Degraded User Experience (UX)
One of the most common challenges with password-based authentication is the user experience. There are a bunch of screens you will have to implement: Forgot password, Reset password, Activate account with password, and more. All of these are bound to product decisions on how we want them to look. For example, should we add a back button to the login view from the reset password screen or not?
Additionally, as the number of SaaS services grows, the UX issue becomes more complex. There is no real standard on how a reset password or activate account scenario should look like. Products we use online behave differently.
There are also times when we want to migrate between third-party user management services.
This leads to a wide range of operational and authentication security challenges.
In most cases, the passwords are saved on the services as salted and hashed. That means that migration between different user management services will require all end-users to reset their password, a frustrating and time-consuming process. This obviously is not an issue when dealing with passwordless authentication, as we just send the user another authentication link.
The Future of Authentication Belongs to Passwordless
Now that we have covered the pain points that password authentication introduces, let’s run over the advantages of passwordless authentication.
1. Improved User Authentication Security
With no passwords in play, hackers have a reduced attack surface to exploit. This in itself is a big step in the right direction. By eliminating phishing, ransomware exploits, and other types of cyberattacks, you can also easily achieve sustainable data privacy compliance. GDPR in the European Union (EU) is not optional anymore, nor are the CCPA and HIPAA regulations in the United States.
2. Allow Users to Focus on the Product
We all forget passwords. By using passwordless authentication you allow your user to focus on what really matters and improve their user experience when signing in to the product by using a magic link or a 6-digit code. They no longer have to remember multiple passwords, nor do they have to waste valuable time resetting forgotten ones. With passwordless, the focus is solely on the product.

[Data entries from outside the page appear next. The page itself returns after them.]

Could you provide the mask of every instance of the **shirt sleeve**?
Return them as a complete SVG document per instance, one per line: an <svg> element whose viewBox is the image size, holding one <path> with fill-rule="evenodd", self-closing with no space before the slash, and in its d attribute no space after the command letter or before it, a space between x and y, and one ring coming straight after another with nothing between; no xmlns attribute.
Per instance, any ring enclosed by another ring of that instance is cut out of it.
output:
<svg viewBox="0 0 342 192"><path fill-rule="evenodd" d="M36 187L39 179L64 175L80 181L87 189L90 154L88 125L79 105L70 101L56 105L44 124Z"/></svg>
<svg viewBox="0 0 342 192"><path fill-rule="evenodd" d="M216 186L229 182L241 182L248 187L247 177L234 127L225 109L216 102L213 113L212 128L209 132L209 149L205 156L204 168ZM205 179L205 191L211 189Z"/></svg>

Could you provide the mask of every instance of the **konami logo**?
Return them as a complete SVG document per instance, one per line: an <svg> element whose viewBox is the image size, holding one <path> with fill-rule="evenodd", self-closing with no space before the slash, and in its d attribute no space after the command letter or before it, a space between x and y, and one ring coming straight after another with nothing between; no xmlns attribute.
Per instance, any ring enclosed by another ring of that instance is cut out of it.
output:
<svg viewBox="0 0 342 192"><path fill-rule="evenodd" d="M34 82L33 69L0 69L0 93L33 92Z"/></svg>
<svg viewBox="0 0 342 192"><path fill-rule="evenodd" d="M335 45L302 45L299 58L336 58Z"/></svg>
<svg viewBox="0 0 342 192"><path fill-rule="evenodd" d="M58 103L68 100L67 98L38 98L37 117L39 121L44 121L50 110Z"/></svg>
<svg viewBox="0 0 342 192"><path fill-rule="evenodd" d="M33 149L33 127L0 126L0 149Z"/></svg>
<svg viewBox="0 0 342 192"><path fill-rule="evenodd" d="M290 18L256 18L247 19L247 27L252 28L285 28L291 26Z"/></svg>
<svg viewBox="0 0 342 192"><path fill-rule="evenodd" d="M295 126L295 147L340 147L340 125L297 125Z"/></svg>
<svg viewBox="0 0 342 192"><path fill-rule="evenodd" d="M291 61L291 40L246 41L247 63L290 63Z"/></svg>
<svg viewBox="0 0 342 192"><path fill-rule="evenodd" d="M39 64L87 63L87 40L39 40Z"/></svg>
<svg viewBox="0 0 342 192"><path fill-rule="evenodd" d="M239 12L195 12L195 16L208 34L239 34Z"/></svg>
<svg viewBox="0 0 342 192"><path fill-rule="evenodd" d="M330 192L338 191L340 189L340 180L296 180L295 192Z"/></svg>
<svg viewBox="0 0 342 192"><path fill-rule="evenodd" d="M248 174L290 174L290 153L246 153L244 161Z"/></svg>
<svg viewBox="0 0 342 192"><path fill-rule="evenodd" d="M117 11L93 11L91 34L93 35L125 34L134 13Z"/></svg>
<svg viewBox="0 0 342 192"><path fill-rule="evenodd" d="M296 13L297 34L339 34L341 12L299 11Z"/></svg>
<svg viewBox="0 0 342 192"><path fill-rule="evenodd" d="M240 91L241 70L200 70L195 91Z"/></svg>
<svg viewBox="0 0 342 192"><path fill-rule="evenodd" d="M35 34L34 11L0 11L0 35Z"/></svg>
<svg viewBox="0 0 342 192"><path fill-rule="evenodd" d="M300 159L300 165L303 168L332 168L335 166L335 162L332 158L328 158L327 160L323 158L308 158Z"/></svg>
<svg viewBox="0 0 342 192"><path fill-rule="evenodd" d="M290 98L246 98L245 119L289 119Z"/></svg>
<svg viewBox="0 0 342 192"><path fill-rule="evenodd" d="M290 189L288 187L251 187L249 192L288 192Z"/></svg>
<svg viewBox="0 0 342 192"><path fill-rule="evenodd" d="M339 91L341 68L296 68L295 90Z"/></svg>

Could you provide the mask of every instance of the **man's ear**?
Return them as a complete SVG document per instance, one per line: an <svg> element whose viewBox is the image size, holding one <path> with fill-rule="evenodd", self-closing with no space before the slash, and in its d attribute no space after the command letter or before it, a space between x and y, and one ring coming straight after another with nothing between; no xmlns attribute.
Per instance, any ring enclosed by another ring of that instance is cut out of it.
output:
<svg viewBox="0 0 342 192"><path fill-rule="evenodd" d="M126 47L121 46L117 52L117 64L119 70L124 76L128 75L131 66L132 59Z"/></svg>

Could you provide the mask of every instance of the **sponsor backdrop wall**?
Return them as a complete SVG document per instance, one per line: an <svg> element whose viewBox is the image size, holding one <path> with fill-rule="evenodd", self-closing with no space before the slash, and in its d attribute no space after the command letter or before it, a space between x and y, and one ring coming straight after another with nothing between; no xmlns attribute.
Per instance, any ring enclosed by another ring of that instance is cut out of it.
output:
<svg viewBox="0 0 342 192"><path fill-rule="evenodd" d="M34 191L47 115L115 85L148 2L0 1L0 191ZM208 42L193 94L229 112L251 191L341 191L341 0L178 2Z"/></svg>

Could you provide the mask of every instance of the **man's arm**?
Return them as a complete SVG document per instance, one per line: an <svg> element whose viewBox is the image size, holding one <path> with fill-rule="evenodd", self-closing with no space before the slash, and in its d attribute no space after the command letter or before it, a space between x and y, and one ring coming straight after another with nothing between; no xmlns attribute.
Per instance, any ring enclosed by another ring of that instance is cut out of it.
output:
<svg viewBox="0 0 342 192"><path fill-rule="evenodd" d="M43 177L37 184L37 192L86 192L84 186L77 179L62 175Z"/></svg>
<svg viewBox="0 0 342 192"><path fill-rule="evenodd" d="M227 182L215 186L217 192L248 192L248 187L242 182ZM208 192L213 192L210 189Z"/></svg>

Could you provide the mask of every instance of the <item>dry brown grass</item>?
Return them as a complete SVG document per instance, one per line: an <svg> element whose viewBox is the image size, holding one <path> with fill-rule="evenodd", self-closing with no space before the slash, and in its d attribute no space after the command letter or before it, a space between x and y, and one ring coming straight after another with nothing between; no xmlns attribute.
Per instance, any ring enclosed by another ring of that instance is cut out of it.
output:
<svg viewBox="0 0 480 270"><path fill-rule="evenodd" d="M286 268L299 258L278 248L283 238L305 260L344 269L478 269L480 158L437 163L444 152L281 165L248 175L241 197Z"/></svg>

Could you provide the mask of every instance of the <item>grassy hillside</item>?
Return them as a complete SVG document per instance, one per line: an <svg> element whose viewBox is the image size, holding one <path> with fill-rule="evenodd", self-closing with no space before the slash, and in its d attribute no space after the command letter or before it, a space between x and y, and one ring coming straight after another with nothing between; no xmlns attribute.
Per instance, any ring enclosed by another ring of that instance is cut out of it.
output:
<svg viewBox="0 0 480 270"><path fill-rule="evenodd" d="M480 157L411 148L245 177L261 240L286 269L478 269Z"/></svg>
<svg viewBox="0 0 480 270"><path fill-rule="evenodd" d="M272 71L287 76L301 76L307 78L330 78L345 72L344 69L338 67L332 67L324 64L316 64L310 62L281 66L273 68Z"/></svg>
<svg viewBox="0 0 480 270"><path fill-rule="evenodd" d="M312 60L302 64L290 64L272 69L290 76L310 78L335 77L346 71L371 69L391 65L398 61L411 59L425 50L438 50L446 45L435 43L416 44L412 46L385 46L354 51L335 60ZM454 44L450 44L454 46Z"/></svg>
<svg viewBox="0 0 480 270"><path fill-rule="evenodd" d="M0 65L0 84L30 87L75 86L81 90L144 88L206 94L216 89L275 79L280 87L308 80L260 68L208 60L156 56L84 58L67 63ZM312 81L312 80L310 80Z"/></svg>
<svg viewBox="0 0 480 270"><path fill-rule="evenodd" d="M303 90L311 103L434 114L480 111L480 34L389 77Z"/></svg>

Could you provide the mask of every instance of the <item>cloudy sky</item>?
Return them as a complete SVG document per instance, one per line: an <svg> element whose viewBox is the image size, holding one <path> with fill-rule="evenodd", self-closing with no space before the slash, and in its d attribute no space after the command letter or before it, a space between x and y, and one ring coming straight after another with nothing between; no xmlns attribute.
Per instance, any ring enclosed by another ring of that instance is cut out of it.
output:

3. Passwordless Elevates Productivity
The numbers don’t lie. Let’s assume that you have a team of 100 developers. How would you react if I told you that each one of them is spending almost 11 hours annually resetting passwords. That’s 45 days in a year for the team. Things get worse when you are an enterprise-level organization with thousands of workers in multiple locations.
As per a recent research, the estimated cost of productivity per enterprise organisation is $5.2 million annually on average.
4. Streamline Your Workforce
More and more research is pointing at the cold truth — around half of ServiceDesk requests are password related. With passwordless, your support team will spend less time helping customers reset their passwords and focus on other tasks that can elevate customer satisfaction (no ticket backlogs). With passwordless authentication, they can operate with frictionless authentication.
5. Move to Next-Gen Authentication Security
The world of identity management is going passwordless. Gartner has already officially stated that “60% of large and global enterprises, along with 90 percent of midsize enterprises, will implement passwordless methods in more than 50% of use cases by 2022 — up from just 5% in 2018.” The numbers don’t lie. Password authentication’s days are numbered.
Passwordless is the Next Big Thing
It’s pretty clear that the future belongs to passwordless. With more and more services and platforms becoming digitalized, the password authentication model is simply not practical anymore. Embracing the passwordless trend and implementing it as a default option in self-served and multi-tenant offerings (think user management) is no longer an option. Authentication security is in your hands.